In the book, Anne Fadiman describes
the real-life failed struggle between the Lees, a Hmong family
that immigrated to California in the 1980s, and American doctors to care for
their epileptic daughter Lia resulted in irreparable brain damage. Epilepsy in American society is
perceived as neurological misfirings in the brain, to be treated with
anticonvulsant medication. In
Hmong society, epilepsy is known as qaug
dab peg, or “the spirit catches you and you fall down,” where a human’s
body is taken over by malevolent spirits after their own soul wanders away from
the body (Fadiman 48). Although
this condition is considered harmful by both societies, the Hmong view it as
somewhat of a status symbol, because patients often “experience powerful senses
of grandeur and spiritual passion during their seizures and powerful creative
urges in their wake” typical of Hmong religious shamans (Fadiman 29). While American doctors perceived the
best treatment to be a strict regimen of medication, Lia’s parents preferred to
consult with a religious shaman and sacrifice animals to help Lia’s physical
and spiritual well-being. They
even changed Lia’s name in hopes that the alleged malevolent spirits attacking
her would mistake her for someone else and leave her body alone.

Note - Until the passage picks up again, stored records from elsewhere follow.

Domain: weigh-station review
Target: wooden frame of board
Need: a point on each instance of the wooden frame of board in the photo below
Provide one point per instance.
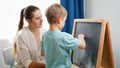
(104, 56)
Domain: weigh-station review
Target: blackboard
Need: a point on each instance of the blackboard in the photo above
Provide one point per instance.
(94, 31)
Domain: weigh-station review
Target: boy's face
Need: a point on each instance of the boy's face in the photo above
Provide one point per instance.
(62, 22)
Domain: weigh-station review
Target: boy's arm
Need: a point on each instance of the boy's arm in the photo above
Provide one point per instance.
(83, 43)
(42, 54)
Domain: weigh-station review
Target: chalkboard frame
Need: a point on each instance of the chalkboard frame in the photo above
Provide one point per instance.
(102, 35)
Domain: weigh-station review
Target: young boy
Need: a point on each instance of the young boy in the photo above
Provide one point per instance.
(56, 45)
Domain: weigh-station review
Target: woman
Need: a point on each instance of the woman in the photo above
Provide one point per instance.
(28, 39)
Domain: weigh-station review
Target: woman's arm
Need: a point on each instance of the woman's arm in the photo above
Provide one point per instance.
(36, 65)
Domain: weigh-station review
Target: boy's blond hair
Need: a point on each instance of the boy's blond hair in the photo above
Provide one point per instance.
(54, 12)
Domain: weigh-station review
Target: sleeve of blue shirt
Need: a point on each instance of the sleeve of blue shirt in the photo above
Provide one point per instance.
(71, 42)
(42, 45)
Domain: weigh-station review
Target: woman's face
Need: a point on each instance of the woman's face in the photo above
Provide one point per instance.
(62, 22)
(36, 21)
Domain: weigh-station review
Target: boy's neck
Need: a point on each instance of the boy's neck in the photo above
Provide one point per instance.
(53, 27)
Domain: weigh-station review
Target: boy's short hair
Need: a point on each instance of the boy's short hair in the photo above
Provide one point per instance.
(54, 12)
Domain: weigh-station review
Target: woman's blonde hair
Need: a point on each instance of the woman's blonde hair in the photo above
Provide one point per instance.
(54, 12)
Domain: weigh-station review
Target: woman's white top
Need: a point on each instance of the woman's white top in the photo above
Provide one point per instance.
(27, 48)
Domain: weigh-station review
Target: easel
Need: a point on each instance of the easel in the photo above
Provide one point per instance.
(105, 55)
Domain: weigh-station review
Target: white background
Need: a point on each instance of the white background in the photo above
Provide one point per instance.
(109, 9)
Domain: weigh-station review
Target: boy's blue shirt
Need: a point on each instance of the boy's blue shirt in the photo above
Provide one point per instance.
(56, 46)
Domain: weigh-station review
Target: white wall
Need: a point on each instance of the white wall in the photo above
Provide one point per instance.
(109, 9)
(10, 14)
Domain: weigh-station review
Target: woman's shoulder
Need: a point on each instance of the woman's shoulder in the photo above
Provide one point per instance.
(43, 31)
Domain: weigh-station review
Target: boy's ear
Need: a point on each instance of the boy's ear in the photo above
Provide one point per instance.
(58, 20)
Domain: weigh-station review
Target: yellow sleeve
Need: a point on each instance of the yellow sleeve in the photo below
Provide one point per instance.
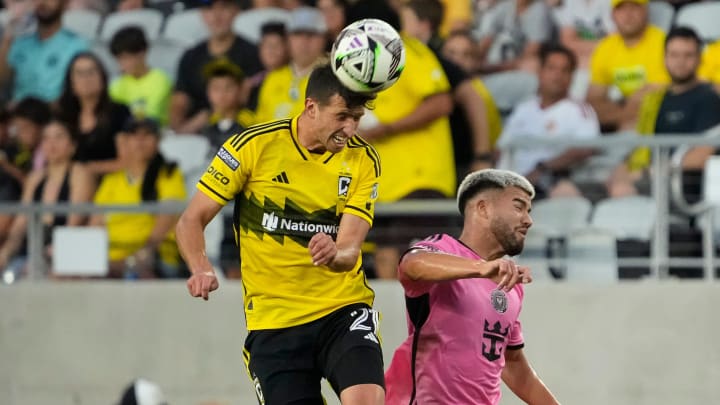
(229, 169)
(599, 69)
(361, 202)
(171, 186)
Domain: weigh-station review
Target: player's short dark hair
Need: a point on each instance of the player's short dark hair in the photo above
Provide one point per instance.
(685, 33)
(130, 39)
(549, 48)
(323, 84)
(428, 10)
(273, 28)
(32, 109)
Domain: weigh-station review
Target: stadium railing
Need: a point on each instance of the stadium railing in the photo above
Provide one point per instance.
(659, 261)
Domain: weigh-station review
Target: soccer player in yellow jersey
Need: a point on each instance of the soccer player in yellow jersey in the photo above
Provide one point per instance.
(304, 191)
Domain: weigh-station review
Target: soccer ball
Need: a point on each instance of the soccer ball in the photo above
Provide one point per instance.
(368, 56)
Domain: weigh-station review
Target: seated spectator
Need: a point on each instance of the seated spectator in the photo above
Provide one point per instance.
(144, 90)
(282, 93)
(554, 116)
(686, 106)
(710, 66)
(410, 119)
(510, 34)
(582, 25)
(224, 87)
(86, 105)
(458, 48)
(61, 180)
(468, 122)
(141, 244)
(20, 152)
(37, 61)
(274, 54)
(189, 108)
(629, 62)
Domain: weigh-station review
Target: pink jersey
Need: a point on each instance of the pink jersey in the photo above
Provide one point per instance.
(458, 332)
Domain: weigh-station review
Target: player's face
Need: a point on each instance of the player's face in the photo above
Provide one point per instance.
(630, 18)
(555, 76)
(682, 58)
(336, 123)
(511, 220)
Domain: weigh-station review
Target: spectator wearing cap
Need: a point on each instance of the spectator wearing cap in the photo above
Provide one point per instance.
(86, 105)
(224, 90)
(141, 244)
(189, 107)
(36, 61)
(282, 93)
(144, 90)
(628, 62)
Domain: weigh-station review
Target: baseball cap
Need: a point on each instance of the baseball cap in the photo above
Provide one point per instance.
(143, 392)
(306, 19)
(135, 123)
(616, 3)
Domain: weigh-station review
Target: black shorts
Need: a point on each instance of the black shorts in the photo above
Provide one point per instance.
(287, 365)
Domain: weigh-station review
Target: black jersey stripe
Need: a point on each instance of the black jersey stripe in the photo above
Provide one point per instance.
(213, 191)
(360, 210)
(370, 151)
(258, 130)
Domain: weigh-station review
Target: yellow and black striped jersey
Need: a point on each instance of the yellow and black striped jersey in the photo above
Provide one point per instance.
(284, 194)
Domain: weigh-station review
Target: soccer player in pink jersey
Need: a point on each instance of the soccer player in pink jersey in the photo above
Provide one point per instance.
(463, 301)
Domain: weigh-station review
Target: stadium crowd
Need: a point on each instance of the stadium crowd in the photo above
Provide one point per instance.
(91, 89)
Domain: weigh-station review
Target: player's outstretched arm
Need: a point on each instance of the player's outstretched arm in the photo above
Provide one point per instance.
(522, 380)
(342, 253)
(191, 242)
(420, 265)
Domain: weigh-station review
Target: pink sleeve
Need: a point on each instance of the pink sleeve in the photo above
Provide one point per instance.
(516, 337)
(416, 288)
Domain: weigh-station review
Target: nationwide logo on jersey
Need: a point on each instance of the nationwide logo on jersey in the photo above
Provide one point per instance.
(268, 218)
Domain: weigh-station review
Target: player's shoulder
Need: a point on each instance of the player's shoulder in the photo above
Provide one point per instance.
(366, 151)
(261, 133)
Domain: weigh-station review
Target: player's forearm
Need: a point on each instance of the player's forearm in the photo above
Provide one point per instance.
(524, 382)
(191, 242)
(435, 267)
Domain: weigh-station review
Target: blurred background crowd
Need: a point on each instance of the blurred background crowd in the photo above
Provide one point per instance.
(123, 101)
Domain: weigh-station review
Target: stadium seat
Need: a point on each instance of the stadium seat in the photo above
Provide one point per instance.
(148, 19)
(630, 217)
(661, 14)
(80, 251)
(165, 55)
(83, 22)
(248, 23)
(189, 151)
(535, 255)
(557, 217)
(510, 88)
(101, 50)
(186, 28)
(591, 256)
(702, 17)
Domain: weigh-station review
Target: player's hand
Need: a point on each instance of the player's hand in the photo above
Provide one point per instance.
(202, 283)
(322, 249)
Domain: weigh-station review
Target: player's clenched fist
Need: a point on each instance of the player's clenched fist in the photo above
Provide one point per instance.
(322, 249)
(202, 283)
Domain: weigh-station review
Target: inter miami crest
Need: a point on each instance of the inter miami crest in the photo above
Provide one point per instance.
(499, 300)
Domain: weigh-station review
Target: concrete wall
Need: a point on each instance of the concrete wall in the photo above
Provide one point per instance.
(80, 343)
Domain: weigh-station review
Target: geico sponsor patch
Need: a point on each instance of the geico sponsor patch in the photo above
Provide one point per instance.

Even though both Lia’s family and her
doctors sought to help Lia, Lia’s parents failed to see the connection between
a seizure and the detrimental effects it had on the brain. At times, Lia’s mother would stop
giving Lia medication because she believed too much medication would be detrimental over a long period. While interpreters could explain a doctor’s instructions to the Lees, they would be confused when the medication created Lia to be lethargic, ultimately believing the medication to be bad for Lia. For a point in time, Lia is put into foster care services because the confusion the Lees have over administering medication, which only heightens the tension between the family and the American doctors. Ultimately, Lia suffers one final, crushing seizure that leaves her braindead.
As I began reading this book, I believed the customs and practices of the Hmong to be bizarre, and was frustrated over the fact that they stopped giving Lia medication. However, after finishing the book, I concluded that this was a failure of both parents and doctors. The Lees loved Lia dearly, and wanted to do everything in their power to ensure her health and safety. While they believed treating medical conditions should treat the whole soul, the American doctors saw her disorder in purely medical terms. It is commonplace in industrialized societies to believe that when something is wrong with your body, it is not an illness of the whole soul, but rather a misfunction of the body part (weak chest, nervous stomach). If the doctors were more willing to meet the Lees halfway on medicinal treatment, instead of casting off their beliefs as wrong, maybe Lia's fate would have played out differently.